INSS reconhece que golpe não é problema só dos bolsões de pobreza do Nordeste
Chico Otavio, O Globo
Até para quem não sabe ler, o apelo é tentador. Letreiros coloridos exibem reproduções de notas de R$ 50 e R$ 100 e imagens de idosos sorridentes. “As melhores conquistas também fazem parte da melhor idade”, diz um deles. “Mais rápido e pronto para resolver seus problemas”, promete o outro.
No comércio de Coroatá, cidade do cerrado maranhense a 276 quilômetros de São Luís, casas de empréstimo consignado estão em cada esquina. Elas chegaram dispostas a democratizar o acesso ao crédito “fácil, sem consulta ao SPC ou avalista”, mas tudo o que conseguiram foi levar para o sertão uma epidemia que se espalha pelo país: o golpe do superendividamento, embalado pela exploração da boa-fé de aposentados e pensionistas.
Casas de crédito consignado em Coroatá, Maranhão - |
Damião Sátiro de Oliveira, de 71 anos, caiu na tentação. Analfabeto e aposentado rural em Coroatá, recorreu a uma das lojas, cujo nome não lembra, para pedir um empréstimo consignado. Queria pagar uma dívida.

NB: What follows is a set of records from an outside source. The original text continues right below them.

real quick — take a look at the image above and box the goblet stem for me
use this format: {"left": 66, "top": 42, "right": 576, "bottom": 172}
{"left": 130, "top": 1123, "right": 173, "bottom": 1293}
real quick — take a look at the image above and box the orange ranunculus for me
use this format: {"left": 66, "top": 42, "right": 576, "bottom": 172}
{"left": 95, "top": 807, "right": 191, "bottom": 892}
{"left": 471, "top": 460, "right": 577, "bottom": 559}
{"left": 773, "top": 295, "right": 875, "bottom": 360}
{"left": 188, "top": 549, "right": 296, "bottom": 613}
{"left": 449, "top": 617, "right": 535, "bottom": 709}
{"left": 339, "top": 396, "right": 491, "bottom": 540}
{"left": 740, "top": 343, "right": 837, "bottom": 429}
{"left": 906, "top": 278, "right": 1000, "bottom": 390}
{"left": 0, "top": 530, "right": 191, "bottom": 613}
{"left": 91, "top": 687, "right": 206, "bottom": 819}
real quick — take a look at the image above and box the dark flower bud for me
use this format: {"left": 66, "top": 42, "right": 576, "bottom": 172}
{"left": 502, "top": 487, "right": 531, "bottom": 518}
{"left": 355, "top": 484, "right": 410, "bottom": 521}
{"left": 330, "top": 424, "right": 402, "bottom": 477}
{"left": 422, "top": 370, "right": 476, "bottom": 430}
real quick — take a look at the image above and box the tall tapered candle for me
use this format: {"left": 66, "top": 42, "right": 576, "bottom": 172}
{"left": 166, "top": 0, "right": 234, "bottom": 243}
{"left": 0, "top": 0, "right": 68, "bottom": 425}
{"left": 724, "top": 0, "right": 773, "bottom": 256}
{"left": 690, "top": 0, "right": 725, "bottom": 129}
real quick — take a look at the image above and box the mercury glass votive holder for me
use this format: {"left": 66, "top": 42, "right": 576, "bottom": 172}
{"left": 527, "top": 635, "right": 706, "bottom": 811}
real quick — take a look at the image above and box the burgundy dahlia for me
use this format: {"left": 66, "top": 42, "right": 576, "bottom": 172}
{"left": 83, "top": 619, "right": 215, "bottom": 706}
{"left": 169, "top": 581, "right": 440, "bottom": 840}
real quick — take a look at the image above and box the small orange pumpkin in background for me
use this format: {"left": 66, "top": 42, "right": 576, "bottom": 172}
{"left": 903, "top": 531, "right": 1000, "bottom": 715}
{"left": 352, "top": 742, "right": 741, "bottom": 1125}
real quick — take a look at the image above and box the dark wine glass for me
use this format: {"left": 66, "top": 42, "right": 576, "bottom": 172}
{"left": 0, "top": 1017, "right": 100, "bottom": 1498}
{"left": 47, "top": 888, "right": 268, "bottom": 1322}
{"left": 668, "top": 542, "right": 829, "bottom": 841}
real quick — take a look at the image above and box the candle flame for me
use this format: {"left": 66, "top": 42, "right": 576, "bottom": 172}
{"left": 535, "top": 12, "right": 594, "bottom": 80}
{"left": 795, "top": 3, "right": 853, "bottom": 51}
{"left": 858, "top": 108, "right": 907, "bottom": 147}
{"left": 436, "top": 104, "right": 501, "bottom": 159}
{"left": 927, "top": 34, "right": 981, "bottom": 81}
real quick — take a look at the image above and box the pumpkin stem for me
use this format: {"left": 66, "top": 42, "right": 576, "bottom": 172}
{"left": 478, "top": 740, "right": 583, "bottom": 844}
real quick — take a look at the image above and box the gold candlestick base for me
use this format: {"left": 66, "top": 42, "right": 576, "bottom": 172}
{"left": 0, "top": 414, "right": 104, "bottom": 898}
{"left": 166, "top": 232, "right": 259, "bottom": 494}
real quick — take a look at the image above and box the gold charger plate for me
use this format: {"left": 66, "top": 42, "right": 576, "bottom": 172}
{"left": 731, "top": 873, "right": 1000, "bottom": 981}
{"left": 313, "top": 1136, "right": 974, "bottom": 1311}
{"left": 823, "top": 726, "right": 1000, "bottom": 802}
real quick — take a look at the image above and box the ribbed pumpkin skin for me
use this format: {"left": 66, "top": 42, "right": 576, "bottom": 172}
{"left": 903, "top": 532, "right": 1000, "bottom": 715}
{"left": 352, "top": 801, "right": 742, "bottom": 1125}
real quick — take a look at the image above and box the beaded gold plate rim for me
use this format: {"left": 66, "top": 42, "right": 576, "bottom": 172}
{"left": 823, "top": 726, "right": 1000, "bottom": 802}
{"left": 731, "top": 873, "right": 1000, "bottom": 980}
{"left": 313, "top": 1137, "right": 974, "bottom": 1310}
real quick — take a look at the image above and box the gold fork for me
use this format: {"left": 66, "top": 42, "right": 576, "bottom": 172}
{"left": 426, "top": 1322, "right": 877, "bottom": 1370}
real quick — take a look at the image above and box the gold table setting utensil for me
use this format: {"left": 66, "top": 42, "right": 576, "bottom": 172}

Entregou os dados pessoais e calcou o dedo polegar no contrato. Meses depois, descobriu que outros quatro empréstimos foram feitos em seu nome, sem que tivesse autorizado.
Hoje, recebe apenas R$ 300 do benefício de R$ 622 — o restante é retido para pagamento das dívidas — e foi obrigado a cortar remédios de uso contínuo para viver com metade da renda habitual.
— Nunca ouvi falar dos bancos que estão descontando o meu dinheiro. Para piorar, a minha mulher caiu no mesmo golpe — lamentou o aposentado.
Mas Damião Oliveira não é um caso isolado. Em um país que registrou, somente nos cinco primeiros meses de 2012, R$ 11,4 bilhões em contratos de empréstimos consignados, o INSS reconhece que o golpe do superendividamento não é um problema só dos bolsões de pobreza do Nordeste, mas de todo o Brasil.
O instituto já recebeu denúncias de que, para atrair os incautos, há até pequenas lojas que colocam a logomarca “INSS” na fachada. Oficialmente, a Previdência Social contabilizou 3.200 vítimas do golpe no ano passado, mas o número pode estar subestimado. Somente o Sindicato dos Trabalhadores Rurais de Coroatá ajuizou 600 ações indenizatórias em nome de vítimas do golpe e pretende ingressar com outras 400.
— Estão transformando uma legião de miseráveis em uma legião de miseráveis endividados — lamenta o ministro Herman Benjamin, do Superior Tribunal de Justiça (STJ).